日本地球惑星科学連合2014年大会

講演情報

口頭発表

セッション記号 A (大気海洋・環境科学) » A-OS 海洋科学・海洋環境

[A-OS24_30PM1] 海洋生態系モデリング

2014年4月30日(水) 15:15 〜 16:00 311 (3F)

コンビーナ:*平田 貴文(北海道大学地球環境科学研究院)、伊藤 進一(独立行政法人水産総合研究センター)、座長:伊藤 進一(独立行政法人水産総合研究センター)

15:15 〜 15:30

[AOS24-01] 日本における海洋物質循環・海洋生態系モデリング: 最近20年間レビューおよび今後の発展性

*山中 康裕1 (1.北海道大学大学院地球環境科学研究院)

キーワード:海洋物質循環, 海洋生態系, モデリング, 国際共同研究計画, 海洋炭素循環モデル相互比較研究計画, 海洋生態系相互比較研究計画

大循環を考慮した海洋物質循環モデルの開発はBacastow and Maier-Reimer(1990)、海洋生態系モデルでは、Fasham(1993)により行われた(国内では、例えばYamanaka and Tajika(1996)、Kawamiya et al.(2000))。2000 年頃、海洋物質循環モデルも、より短い時間スケールに注目するにつれて、亜寒帯海域での春季ブルームに伴う栄養塩や二酸化炭素分圧の低下など、明示的に生態系を表現することが多くなり、海洋生態系モデルと同程度の生物過程を表現したものが主流となった。

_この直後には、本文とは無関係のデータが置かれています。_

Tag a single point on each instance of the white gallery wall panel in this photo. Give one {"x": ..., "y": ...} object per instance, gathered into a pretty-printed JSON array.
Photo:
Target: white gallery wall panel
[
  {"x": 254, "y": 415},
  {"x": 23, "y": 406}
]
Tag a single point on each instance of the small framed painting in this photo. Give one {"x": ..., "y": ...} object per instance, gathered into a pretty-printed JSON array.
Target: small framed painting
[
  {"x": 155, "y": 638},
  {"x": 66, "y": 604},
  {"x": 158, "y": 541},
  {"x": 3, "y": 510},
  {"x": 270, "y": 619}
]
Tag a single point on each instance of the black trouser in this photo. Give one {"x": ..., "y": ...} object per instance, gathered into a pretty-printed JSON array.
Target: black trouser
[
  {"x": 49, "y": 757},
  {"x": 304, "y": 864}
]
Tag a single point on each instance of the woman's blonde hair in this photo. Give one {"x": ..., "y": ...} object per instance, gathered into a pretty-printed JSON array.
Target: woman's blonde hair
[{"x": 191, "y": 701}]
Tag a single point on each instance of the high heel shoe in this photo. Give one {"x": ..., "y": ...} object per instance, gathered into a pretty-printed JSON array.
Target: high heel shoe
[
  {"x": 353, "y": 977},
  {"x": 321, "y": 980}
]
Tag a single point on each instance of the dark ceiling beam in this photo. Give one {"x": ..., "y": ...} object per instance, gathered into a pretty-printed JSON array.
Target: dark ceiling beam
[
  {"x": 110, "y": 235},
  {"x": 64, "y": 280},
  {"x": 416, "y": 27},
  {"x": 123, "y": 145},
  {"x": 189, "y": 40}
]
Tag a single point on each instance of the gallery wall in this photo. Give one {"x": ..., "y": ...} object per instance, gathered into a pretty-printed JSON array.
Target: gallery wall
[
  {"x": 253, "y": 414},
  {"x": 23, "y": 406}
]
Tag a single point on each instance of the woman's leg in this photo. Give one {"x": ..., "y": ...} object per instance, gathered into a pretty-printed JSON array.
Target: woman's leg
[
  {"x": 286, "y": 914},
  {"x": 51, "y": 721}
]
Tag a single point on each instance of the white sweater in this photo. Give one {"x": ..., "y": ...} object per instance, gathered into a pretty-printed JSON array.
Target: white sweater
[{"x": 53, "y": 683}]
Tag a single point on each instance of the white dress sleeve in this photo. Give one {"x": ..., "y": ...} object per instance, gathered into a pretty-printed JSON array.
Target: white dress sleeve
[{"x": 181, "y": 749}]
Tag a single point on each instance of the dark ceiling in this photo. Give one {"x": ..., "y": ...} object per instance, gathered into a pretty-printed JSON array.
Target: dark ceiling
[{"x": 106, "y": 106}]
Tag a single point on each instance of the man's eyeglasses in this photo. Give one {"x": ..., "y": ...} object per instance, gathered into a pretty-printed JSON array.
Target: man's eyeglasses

その頃、微量栄養塩である鉄循環の表現は、両者にとって重要な課題であり、気候と炭素循環を同時て?扱うことも行われ、ほぼ現在の研究の枠組みが完成した。誰しもが、数十、数百、数千、数万種といったプランクトンやネクトンからなる海洋生態系をより詳しく取り扱ったモデルを開発したいと思う。その第一歩として、生態系に対して、栄養塩やプランクトンを明示的に比較的少数の予報変数で取り扱う、機能別プランクトングループ(Plankton Functional Types, PFTs)が導入された(例えばLe Quere, 2005; Kishi et al., 2007)。PFTsモデルには2つの方向性、物質循環のため、あるいは、生態系のためが存在する。前者は物質フローが大きい植物プランクトンに注目し、後者は魚などの高次捕食者への食物連鎖の役割をもつ動物プランクトンに注目して区分する。PFTsモデルの 2 つの方向性を同時に満たすには、プランクトン数×元素組成数 (さらに食物連鎖網の捕食関係はプランクトン数の二乗に比例)という膨大な予報変数が必要するため、それぞれの方向へ分化するだろう。モデルの複雑さを議論する際には、予報変数の数に単に注目することが多かった (e.g., Friedrichs et al., 2007)。しかし、個別の素過程やパラメータのトレードオフの研究が重要な改良を促すことも事実て?ある。例えば、Smith らは、栄養塩取り組みの最適化の考え(Pahlow, 2005)に基づき、古典的なミカエリスメンテンにおける半飽和定数ではなく、立ち上がり定数(Affinity)による定式化、また、非制限栄養塩の取り込みは制限栄養塩のパラメータ最適化によること、温暖化への影響などを論じている(Smith and Yamanaka, 2007; Smith et al., 2009)。また、最近、生物多様性を意識した、多数の植物プランクトンを競合させるモデルの開発が注目されている (Follows, 2007)。もう一つの視点は、海洋生態系・物質循環モデルを開発する研究者コミュニティーの発展である。海洋物質循環モデリングの先駆者たちは、海洋炭素循環モデル相互比較研究計画(Ocean Carbon cycle Model Intercomparison Project, OCMIP) を立ち上げた。議論のリードは、OCMIPの初期では先駆者たちにより行われたが、Phase 2の終わり頃 (2002年)にはそのプロジェクトに関わる若手研究者によって行われた。彼らこそ、現在、この分野で世界をリードしている研究者であることは言うまでもない(Le Quere, Follows, Gruber 等)。現在行われている海洋生態系相互比較研究計画 (MARine Ecosystem Model Intercomparison Project, MAREMIP)も、OCMIPの経験に基づいて設計され、次の世代がまさにいま頭角を露わさんとしている。また、いくつかの研究グループが注目される。北太平洋海洋科学機関PICESにおける海洋生態系モデルNEMUROの開発は、もう一つの国際共同研究として特筆される。トレードオフなどの個別の素過程の改良に関しては北ドイツのグループのリードがある。日本の若手研究者が、海洋物質循環・生態系モデリングの国際共同研究計画の一翼を担うことを目指して欲しいと切に願う。なお本講演は昨年度行えなかった内容に基づくものである。